Adoramos más notícias. Alimentamo-nos das nossas desgraças e das dos outros. Precisamos de histórias de faca e de alguidar para apimentar a vida. Temos prazer em discutir assuntos ligados à corrupção, branqueamento de capitais, fugas ao fisco e outras vigarices. Também não recusamos estar a par dos casos de violação ou pedofilia, sobretudo se envolverem figuras públicas ou membros da igreja. Quanto mais sujo, promíscuo e indecente melhor! Mudam-se os tempos, mas há dois assuntos que não passam de moda: o dinheiro e o sexo. E quem disser que não é assim estará a mentir. Ou pior, a dissimular uma predileção pelos coitadinhos.
Contam-se pelos dedos os que perdem tempo com as boas notícias. Para quê? Quase nunca estão em destaque na imprensa e raramente fazem a abertura de um jornal televisivo. Claro que há exceções que, de tão excecionais não passam despercebidas. As medalhas nos jogos olímpicos, o prémio nobel da literatura, as descobertas científicas lideradas por um génio nacional, a vitória do Euro 2016. São tão raros os seus protagonistas. Coitadinhos!

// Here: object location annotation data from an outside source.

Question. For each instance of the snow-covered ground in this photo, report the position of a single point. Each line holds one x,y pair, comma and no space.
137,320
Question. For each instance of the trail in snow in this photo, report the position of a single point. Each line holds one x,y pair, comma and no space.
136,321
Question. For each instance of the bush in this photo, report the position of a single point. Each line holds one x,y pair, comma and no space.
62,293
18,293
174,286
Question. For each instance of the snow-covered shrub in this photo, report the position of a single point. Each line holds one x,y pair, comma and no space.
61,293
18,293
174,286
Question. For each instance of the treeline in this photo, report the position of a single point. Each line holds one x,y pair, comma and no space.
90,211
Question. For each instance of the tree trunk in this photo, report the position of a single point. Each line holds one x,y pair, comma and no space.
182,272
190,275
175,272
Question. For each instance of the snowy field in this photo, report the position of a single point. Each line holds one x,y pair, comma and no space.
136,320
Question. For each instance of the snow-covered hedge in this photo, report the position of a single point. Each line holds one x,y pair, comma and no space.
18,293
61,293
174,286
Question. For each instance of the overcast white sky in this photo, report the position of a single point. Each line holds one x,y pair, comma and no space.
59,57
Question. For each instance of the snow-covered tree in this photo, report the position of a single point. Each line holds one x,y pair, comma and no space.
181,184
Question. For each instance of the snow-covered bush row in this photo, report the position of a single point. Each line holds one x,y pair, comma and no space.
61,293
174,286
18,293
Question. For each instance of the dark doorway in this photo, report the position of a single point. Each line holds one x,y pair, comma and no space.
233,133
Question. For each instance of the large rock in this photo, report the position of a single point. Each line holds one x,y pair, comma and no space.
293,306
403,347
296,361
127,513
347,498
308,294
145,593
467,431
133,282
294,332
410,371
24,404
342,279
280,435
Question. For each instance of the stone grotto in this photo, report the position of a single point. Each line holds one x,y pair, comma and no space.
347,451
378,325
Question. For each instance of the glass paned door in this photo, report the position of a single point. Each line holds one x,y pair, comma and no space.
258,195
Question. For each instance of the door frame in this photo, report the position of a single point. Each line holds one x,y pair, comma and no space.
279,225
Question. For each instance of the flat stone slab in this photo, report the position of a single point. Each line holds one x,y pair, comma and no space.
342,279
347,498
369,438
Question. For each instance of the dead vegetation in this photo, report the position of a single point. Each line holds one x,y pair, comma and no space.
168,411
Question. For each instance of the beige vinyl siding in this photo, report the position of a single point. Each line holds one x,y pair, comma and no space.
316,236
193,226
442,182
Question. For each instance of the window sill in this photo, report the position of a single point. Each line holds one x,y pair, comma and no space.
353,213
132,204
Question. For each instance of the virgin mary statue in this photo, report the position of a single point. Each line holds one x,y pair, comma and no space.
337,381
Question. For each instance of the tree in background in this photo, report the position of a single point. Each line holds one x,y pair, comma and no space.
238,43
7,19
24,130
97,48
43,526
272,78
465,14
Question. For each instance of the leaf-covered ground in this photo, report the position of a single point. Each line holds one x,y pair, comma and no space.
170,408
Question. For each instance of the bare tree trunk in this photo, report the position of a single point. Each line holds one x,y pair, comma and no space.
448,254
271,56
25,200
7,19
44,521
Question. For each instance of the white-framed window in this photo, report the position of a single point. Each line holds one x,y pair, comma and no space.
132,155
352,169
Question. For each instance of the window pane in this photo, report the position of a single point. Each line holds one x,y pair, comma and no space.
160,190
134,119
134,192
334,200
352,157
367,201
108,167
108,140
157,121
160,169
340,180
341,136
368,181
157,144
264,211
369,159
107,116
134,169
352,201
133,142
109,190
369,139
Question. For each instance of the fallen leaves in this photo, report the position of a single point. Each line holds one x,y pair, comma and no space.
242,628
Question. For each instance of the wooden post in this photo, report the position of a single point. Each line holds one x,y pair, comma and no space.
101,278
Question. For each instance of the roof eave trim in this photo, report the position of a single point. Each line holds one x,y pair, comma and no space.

Confundimos sofrimento com esforço, perseverança com persistência, moralidade com ética, educação com etiqueta. Vivemos atormentados com a ideia do pecado, herança da tradição judaico-cristã. Quase todos os frutos são proibidos, sobretudo os que nos dão gozo. E mesmo que o papa considere os prazeres sexuais e culinários divinos não podemos mudar da noite para o dia. Somos humanos! E se não formos capazes de resistir à tentação… coitadinhos!
Estão em vias de extinção as famílias que não tenham (ou já tenham tido) um ou mais membros no desemprego ou com cancro. E talvez até os dois ao mesmo tempo. Vítimas desses terríveis flagelos que resistem ao tempo. Qualquer uma das situações é traumática, ainda que temporária. Nada é permanente, nem sequer as coisas ruins. Ainda assim, não faltam oportunidades para se sentir pena dos coitadinhos.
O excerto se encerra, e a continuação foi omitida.